Last week in my posting on the Future of Globalization I mentioned the Economist story about the unbundling of work tasks as the new paradigm of trade. I also mentioned that our thinking about economic policy has not caught up with this shift. Friday's New York Times illustrates the point in "Trade Deficit Stubbornly Defies the Dollar’s Slide":

But new factors arising from the increased globalization of production seem to be making the trade adjustment particularly slow. For instance, by moving more production out of Europe, into dollar-pegged regions like China and elsewhere in Asia, European companies have created natural hedges against a strong euro.

“With globalization, we now have a large network of plants all over the world,” said Anton Börner, president of BGA, an association of German wholesalers and exporters based in Berlin. “So we are not as affected by changes in a single currency.”

Hugo Boss, one of Joseph Abboud’s main competitors, is based in the southern German town of Metzingen. But it also stitches garments at a factory in Cleveland and buys raw materials from Asia, where most of its transactions are in dollars or dollar-linked currencies.

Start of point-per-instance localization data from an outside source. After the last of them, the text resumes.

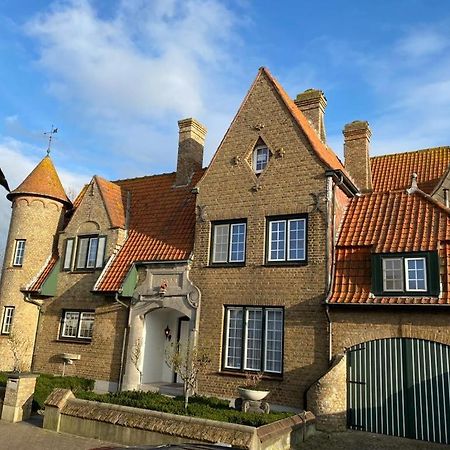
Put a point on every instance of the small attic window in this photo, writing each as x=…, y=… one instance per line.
x=261, y=155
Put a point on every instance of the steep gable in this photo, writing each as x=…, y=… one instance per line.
x=162, y=220
x=388, y=222
x=100, y=202
x=252, y=115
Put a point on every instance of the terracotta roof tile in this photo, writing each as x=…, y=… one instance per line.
x=37, y=283
x=393, y=172
x=114, y=200
x=325, y=154
x=43, y=181
x=162, y=225
x=388, y=222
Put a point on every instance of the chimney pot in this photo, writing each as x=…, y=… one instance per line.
x=190, y=150
x=312, y=104
x=356, y=153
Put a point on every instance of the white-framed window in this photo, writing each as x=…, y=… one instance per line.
x=392, y=274
x=19, y=252
x=416, y=274
x=402, y=274
x=77, y=324
x=253, y=339
x=228, y=242
x=286, y=241
x=90, y=253
x=261, y=155
x=8, y=313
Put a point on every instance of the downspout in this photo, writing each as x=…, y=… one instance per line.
x=28, y=299
x=125, y=333
x=333, y=266
x=127, y=214
x=330, y=258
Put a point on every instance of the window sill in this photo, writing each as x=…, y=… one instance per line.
x=285, y=263
x=238, y=374
x=407, y=294
x=225, y=265
x=74, y=340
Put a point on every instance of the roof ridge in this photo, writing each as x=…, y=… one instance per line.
x=430, y=199
x=408, y=152
x=142, y=177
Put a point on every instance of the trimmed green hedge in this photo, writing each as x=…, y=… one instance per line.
x=204, y=407
x=46, y=383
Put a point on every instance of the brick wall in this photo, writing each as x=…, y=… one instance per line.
x=355, y=325
x=37, y=220
x=231, y=190
x=100, y=358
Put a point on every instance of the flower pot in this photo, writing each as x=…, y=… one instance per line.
x=252, y=394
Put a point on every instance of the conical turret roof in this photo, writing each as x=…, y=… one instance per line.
x=43, y=181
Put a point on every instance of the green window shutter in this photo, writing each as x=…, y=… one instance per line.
x=433, y=273
x=377, y=275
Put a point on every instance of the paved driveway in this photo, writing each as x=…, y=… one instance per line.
x=361, y=440
x=30, y=436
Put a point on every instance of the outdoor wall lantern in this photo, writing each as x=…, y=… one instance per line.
x=167, y=333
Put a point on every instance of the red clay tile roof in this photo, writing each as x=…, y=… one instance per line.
x=114, y=201
x=393, y=172
x=325, y=154
x=388, y=223
x=42, y=181
x=162, y=225
x=37, y=283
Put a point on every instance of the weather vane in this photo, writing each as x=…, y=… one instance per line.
x=50, y=136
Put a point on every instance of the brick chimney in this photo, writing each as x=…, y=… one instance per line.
x=356, y=153
x=312, y=104
x=190, y=150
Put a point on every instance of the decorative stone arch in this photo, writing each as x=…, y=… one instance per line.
x=165, y=291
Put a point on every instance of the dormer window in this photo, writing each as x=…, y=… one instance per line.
x=405, y=274
x=261, y=156
x=90, y=253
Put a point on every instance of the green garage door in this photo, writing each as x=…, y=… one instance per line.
x=400, y=387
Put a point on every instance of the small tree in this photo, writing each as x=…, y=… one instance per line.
x=136, y=353
x=187, y=362
x=18, y=345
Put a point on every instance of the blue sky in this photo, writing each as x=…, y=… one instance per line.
x=115, y=77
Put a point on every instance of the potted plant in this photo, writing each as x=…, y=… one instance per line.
x=250, y=391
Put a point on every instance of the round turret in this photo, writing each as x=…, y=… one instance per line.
x=38, y=207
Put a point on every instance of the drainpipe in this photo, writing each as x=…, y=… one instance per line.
x=125, y=333
x=127, y=214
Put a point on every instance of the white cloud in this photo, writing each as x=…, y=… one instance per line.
x=150, y=59
x=421, y=43
x=17, y=160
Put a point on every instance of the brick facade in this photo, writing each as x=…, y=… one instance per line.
x=101, y=357
x=36, y=220
x=231, y=190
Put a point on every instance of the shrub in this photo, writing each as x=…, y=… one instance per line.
x=46, y=383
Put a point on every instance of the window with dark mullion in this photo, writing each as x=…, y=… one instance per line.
x=90, y=253
x=228, y=242
x=286, y=239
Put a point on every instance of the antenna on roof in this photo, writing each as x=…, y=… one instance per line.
x=50, y=136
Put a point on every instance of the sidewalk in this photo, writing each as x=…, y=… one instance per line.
x=31, y=436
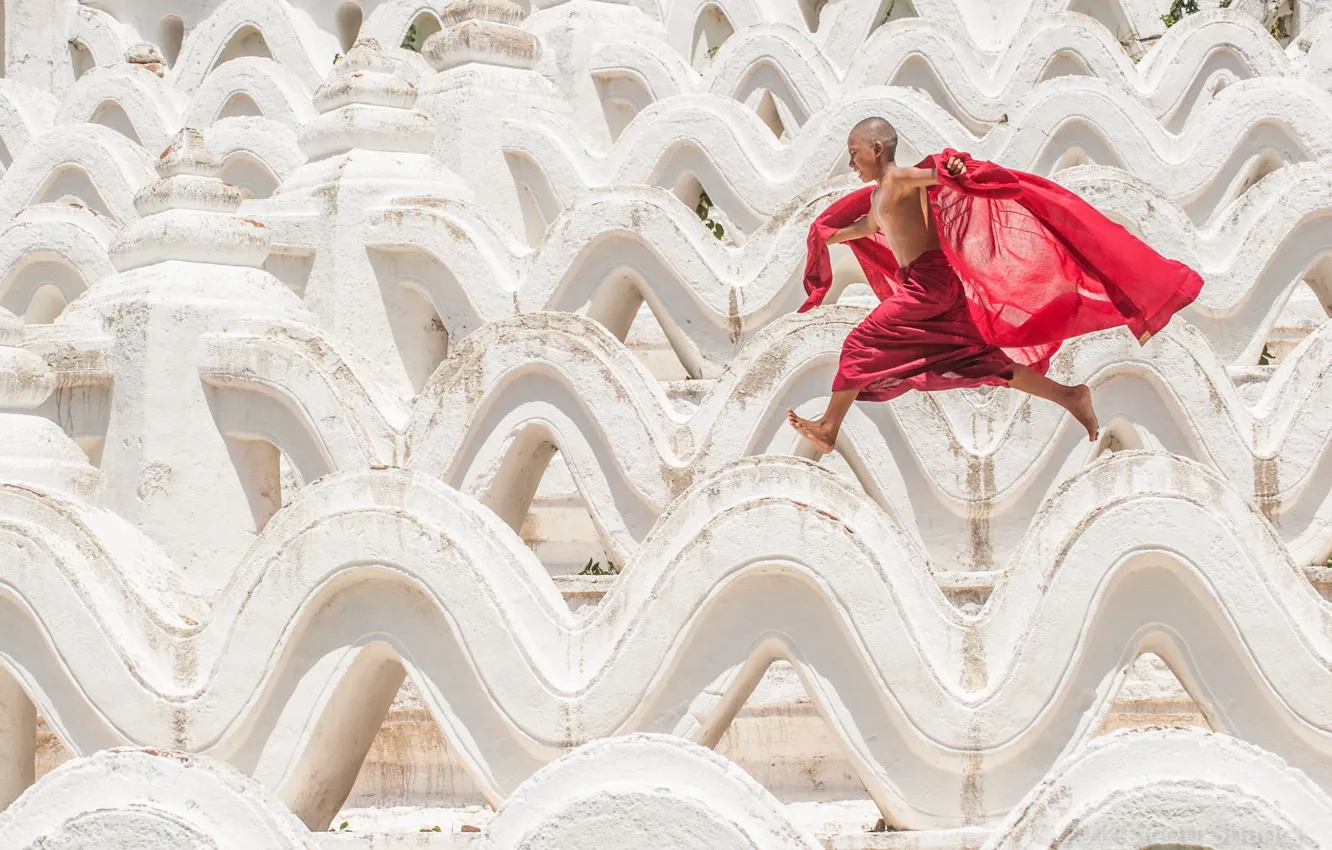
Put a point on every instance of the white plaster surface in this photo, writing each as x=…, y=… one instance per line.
x=389, y=436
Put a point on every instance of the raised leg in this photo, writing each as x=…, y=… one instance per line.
x=1076, y=400
x=823, y=430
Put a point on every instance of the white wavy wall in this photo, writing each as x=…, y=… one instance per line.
x=392, y=415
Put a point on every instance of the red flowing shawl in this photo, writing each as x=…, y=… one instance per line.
x=1039, y=264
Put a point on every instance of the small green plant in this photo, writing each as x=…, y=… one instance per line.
x=703, y=209
x=887, y=13
x=594, y=568
x=1278, y=19
x=1178, y=9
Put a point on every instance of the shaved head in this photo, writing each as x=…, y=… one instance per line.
x=877, y=131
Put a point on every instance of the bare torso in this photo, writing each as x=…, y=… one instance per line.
x=905, y=220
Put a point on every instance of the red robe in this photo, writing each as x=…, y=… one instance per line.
x=1026, y=264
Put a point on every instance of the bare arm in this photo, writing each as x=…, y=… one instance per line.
x=865, y=227
x=907, y=179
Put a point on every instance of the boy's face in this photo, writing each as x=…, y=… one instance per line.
x=865, y=160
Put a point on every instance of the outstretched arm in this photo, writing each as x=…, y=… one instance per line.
x=909, y=179
x=862, y=228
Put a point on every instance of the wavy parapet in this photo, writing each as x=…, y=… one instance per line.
x=133, y=798
x=376, y=373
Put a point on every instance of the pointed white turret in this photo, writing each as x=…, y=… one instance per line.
x=188, y=265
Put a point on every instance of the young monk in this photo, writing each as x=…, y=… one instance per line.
x=1038, y=265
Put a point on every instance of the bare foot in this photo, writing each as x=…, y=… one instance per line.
x=1080, y=407
x=822, y=436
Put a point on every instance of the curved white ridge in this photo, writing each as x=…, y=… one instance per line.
x=1250, y=257
x=1170, y=786
x=1116, y=556
x=566, y=380
x=1067, y=120
x=641, y=789
x=1180, y=72
x=239, y=508
x=124, y=798
x=474, y=271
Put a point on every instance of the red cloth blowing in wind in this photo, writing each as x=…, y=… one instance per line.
x=1026, y=264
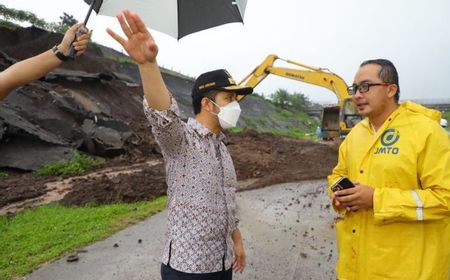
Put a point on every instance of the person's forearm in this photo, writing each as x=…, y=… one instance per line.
x=236, y=236
x=155, y=91
x=26, y=71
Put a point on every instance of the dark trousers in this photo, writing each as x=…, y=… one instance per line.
x=168, y=273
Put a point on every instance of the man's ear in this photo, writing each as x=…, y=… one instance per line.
x=392, y=90
x=206, y=104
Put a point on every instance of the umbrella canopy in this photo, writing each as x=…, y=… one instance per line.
x=177, y=18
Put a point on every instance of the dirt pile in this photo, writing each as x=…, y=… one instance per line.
x=97, y=109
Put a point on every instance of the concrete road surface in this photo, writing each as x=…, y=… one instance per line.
x=287, y=232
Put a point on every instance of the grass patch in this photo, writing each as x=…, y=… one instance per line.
x=78, y=165
x=39, y=235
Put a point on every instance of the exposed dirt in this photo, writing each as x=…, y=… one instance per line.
x=260, y=159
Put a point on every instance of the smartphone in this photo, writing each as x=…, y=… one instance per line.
x=342, y=184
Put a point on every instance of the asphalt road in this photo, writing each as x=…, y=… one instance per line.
x=287, y=230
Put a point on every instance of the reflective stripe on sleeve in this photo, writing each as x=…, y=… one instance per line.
x=419, y=203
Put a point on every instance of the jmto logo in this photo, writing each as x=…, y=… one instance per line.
x=389, y=138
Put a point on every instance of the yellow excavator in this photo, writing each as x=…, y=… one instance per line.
x=337, y=120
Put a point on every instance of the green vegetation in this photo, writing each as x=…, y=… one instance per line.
x=78, y=165
x=39, y=235
x=8, y=15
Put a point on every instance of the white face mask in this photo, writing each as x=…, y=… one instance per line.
x=228, y=114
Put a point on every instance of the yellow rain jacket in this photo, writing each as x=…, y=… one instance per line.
x=407, y=233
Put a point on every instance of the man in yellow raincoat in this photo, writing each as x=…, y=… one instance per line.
x=395, y=222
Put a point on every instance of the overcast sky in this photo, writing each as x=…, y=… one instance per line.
x=337, y=35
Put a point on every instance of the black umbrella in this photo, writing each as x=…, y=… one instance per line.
x=176, y=18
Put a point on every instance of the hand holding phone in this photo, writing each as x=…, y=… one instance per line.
x=342, y=184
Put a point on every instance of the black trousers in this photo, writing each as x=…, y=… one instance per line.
x=168, y=273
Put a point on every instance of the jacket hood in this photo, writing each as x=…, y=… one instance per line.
x=417, y=108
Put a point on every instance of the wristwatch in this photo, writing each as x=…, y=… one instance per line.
x=59, y=54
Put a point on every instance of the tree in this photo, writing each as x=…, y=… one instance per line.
x=10, y=14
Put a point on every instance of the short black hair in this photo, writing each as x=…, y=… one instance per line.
x=388, y=73
x=197, y=100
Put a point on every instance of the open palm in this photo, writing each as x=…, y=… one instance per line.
x=139, y=43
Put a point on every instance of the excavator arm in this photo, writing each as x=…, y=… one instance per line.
x=337, y=120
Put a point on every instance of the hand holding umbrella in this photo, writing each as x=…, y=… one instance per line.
x=140, y=44
x=70, y=39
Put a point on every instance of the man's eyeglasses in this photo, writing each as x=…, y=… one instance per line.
x=364, y=87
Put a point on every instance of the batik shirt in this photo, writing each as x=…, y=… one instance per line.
x=201, y=184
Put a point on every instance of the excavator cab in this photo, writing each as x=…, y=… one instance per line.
x=337, y=120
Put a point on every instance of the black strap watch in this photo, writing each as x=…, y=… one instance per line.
x=59, y=54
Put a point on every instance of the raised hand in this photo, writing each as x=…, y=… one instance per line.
x=80, y=43
x=139, y=43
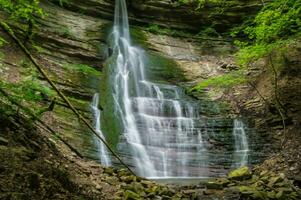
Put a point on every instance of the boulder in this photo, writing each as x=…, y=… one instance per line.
x=242, y=173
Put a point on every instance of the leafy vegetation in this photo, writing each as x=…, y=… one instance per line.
x=22, y=10
x=155, y=28
x=25, y=11
x=275, y=25
x=222, y=81
x=28, y=90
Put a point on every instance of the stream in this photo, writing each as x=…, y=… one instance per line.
x=166, y=134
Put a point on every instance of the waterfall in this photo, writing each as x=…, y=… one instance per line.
x=241, y=144
x=104, y=156
x=163, y=133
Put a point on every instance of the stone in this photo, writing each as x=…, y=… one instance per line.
x=217, y=184
x=3, y=141
x=128, y=179
x=109, y=171
x=131, y=195
x=274, y=180
x=242, y=173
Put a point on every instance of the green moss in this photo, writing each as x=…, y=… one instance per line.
x=83, y=68
x=156, y=29
x=138, y=36
x=223, y=81
x=110, y=121
x=163, y=69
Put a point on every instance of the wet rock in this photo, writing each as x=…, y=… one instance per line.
x=123, y=172
x=242, y=173
x=109, y=171
x=128, y=179
x=3, y=141
x=217, y=184
x=131, y=195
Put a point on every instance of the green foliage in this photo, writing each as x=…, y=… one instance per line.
x=223, y=81
x=27, y=90
x=62, y=3
x=2, y=41
x=154, y=28
x=274, y=25
x=202, y=3
x=22, y=10
x=85, y=69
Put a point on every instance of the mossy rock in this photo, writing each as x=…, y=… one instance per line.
x=130, y=195
x=217, y=184
x=242, y=173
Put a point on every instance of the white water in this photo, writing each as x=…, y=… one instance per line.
x=165, y=136
x=241, y=143
x=104, y=156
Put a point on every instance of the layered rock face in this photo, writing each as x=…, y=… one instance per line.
x=170, y=14
x=72, y=37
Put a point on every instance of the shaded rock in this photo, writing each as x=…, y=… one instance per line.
x=242, y=173
x=109, y=171
x=131, y=195
x=128, y=179
x=3, y=141
x=217, y=184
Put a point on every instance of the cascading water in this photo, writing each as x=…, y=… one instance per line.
x=104, y=156
x=164, y=134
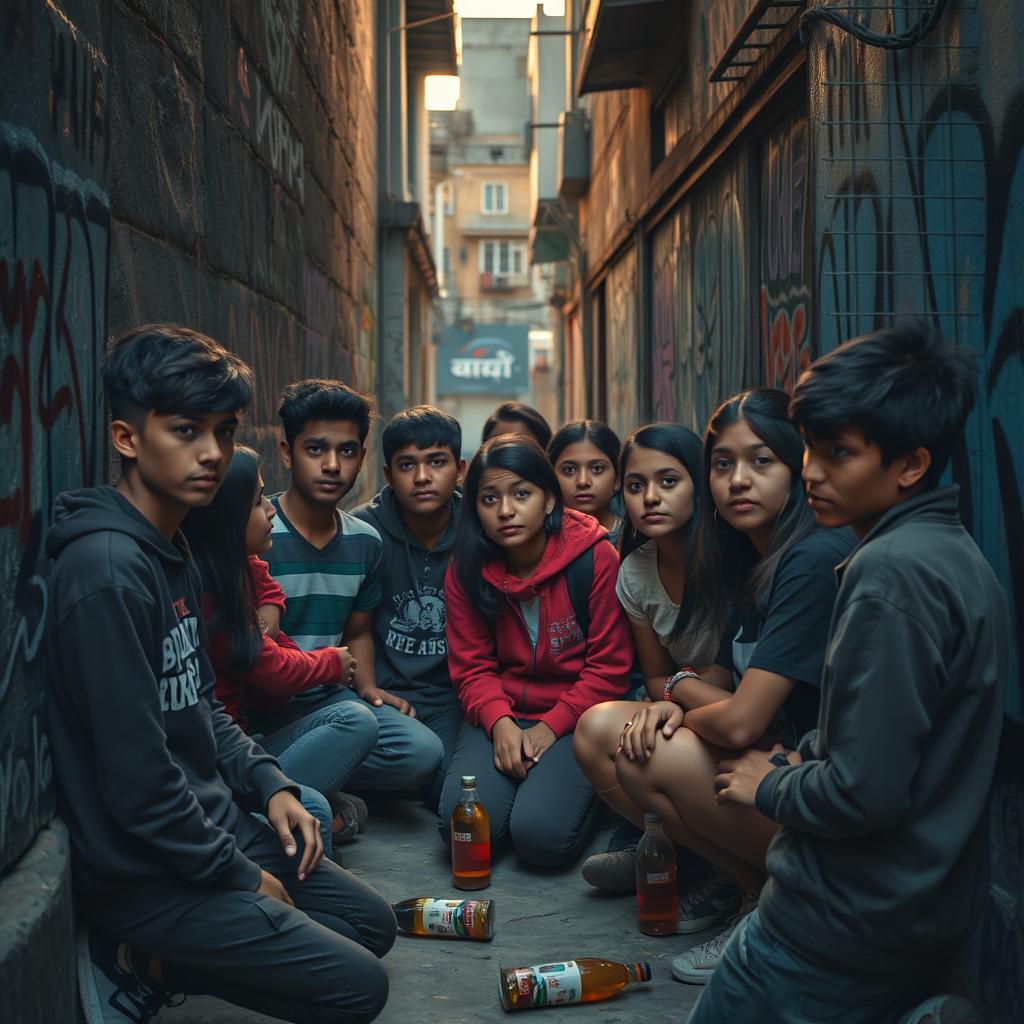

Our mental model of what drives trade is still an image of finished goods crossing borders (wine and wool). Currency changes affect that (and therefore may eventually affect some of trade with China). But there is the natural currency hedging that companies have created with their distributed production. And it is often based on dollars anyway.

As bits and pieces of the production process are distributed to different places, currency changes become less effective. So the cost of the Italian designer of your new suit or dress goes up a little, but the production costs in Taiwan stay the same and the transportation costs (based on the cost of oil in dollars) goes down. Currencies still matter. But it may take larger shifts to affect prices and cost, and therefore the location of production.

Just a small example of how the global rules of the game may be shifting.